For the examination of the question of the Moroccan Sahara, the Security Council plans a meeting of the countries contributing troops to MINURSO on October 10 and consultations behind closed doors on October 17. The adoption of the resolution on the Moroccan Sahara by the Security Council is scheduled for 27 October.
The UN Security Council will hold three meetings during the month of October to examine the question of the Moroccan Sahara, the aim being to renew the mandate of MINURSO and to reaffirm support for the efforts of the Secretary General of the UN and its Personal Envoy aimed at reviving the political process by bringing Algeria, the main party to the regional dispute, to resume the process of round tables in accordance with the relevant resolutions, in particular 2602.
By virtue of this resolution adopted on October 29, 2021, the Security Council established, once and for all, the parameters of the political solution that should govern the final settlement of this regional dispute over the Moroccan Sahara.
Among these parameters is the process of round tables which is the only framework put in place by the Council to pursue the political process, hampered by the shenanigans and the headlong rush of Algeria and its Polisarian puppet. This roundtable process is clearly affirmed and reaffirmed in all Security Council resolutions since their establishment in 2018, by the former Personal Envoy of the UN Secretary-General, Horst Köhler. These resolutions also define the four participants in this process, which are Morocco, Algeria, Mauritania and the “polisario”.
With all due respect to the Algerian regime and its armed separatist militias in the Tindouf camps, this same Council once once more reaffirmed the pre-eminence of the Moroccan Autonomy Initiative, the one and only serious and credible solution to this regional dispute, within the framework of the sovereignty and territorial integrity of the Kingdom. The solution to this dispute can only be political, realistic, pragmatic, lasting and compromise.
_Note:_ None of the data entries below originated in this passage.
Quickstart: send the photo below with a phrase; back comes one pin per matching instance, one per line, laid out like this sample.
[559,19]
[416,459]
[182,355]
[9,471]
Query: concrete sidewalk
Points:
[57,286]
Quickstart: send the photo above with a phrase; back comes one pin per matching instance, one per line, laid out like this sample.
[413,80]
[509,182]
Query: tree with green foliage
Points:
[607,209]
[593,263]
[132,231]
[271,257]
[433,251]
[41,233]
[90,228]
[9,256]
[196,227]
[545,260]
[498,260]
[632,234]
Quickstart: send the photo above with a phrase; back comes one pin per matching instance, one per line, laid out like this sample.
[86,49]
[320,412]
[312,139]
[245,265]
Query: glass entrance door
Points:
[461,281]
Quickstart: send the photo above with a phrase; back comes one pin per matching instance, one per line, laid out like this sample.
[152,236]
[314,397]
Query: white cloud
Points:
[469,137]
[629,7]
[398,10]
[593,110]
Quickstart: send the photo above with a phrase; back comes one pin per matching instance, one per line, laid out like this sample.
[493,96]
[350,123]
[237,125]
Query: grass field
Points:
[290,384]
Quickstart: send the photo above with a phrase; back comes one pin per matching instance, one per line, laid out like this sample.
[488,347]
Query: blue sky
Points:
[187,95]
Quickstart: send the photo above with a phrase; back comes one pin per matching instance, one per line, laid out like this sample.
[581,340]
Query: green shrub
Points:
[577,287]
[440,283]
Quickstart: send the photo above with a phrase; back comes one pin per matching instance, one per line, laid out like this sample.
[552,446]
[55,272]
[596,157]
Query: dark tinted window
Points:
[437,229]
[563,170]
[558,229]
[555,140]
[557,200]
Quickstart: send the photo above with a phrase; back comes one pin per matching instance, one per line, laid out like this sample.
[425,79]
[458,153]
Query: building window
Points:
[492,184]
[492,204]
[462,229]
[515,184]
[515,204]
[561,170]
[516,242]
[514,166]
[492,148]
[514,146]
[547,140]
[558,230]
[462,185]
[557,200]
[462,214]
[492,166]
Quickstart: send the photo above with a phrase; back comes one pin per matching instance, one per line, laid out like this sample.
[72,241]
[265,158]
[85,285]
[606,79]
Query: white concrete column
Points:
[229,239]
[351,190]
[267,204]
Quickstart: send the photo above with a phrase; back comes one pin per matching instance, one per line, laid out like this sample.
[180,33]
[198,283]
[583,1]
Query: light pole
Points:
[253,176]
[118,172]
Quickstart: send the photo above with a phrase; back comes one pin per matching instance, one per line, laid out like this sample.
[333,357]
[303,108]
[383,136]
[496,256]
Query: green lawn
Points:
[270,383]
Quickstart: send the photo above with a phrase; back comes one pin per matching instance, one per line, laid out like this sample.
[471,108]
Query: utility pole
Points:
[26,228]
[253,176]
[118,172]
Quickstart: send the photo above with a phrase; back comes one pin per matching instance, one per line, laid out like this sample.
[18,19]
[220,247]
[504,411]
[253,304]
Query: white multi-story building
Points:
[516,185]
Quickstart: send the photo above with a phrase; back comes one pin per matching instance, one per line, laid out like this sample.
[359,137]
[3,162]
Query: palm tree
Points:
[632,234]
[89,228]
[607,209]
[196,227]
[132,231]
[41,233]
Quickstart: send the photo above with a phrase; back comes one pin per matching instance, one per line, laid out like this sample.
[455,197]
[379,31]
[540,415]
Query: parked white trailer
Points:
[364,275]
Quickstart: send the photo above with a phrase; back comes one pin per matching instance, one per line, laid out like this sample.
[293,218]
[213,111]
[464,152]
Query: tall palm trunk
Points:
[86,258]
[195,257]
The meetings of the Security Council are being held in a context marked by the large-scale diplomatic successes achieved by the Kingdom, as well as by growing support for the Moroccan character of the Sahara, the legitimacy of the Kingdom’s rights over its southern provinces and the Self-Reliance Initiative. These include, in particular, the recognition by the United States of Morocco’s full and complete sovereignty over its southern provinces and the strong and unequivocal support of the Member States of the United Nations, a large part of which support the autonomy like Spain, Germany and the Netherlands; which generated a European dynamic in favor of autonomy.
For the examination of the question of the Moroccan Sahara, the Council, which will have the annual report of the Secretary-General on the national question, plans a meeting of the troop-contributing countries to MINURSO on October 10 and closed consultations on October 17 . During this meeting, the Security Council should receive a briefing from the Special Representative of the UN Secretary General for the Sahara, Alexander Ivanko and the Personal Envoy of the UN SG for the Sahara, Staffan de Mistura.
The adoption of the resolution on the Moroccan Sahara by the Security Council is scheduled for 27 October.
These deadlines come following two visits to the region of the Personal Envoy of the UN SG for the Moroccan Sahara, Staffan de Mistura, during which he met all the parties to this dispute with the aim of relaunching the UN process of round tables with a view to reaching a realistic, pragmatic and lasting political solution, the very incarnation of which is the Moroccan autonomy initiative.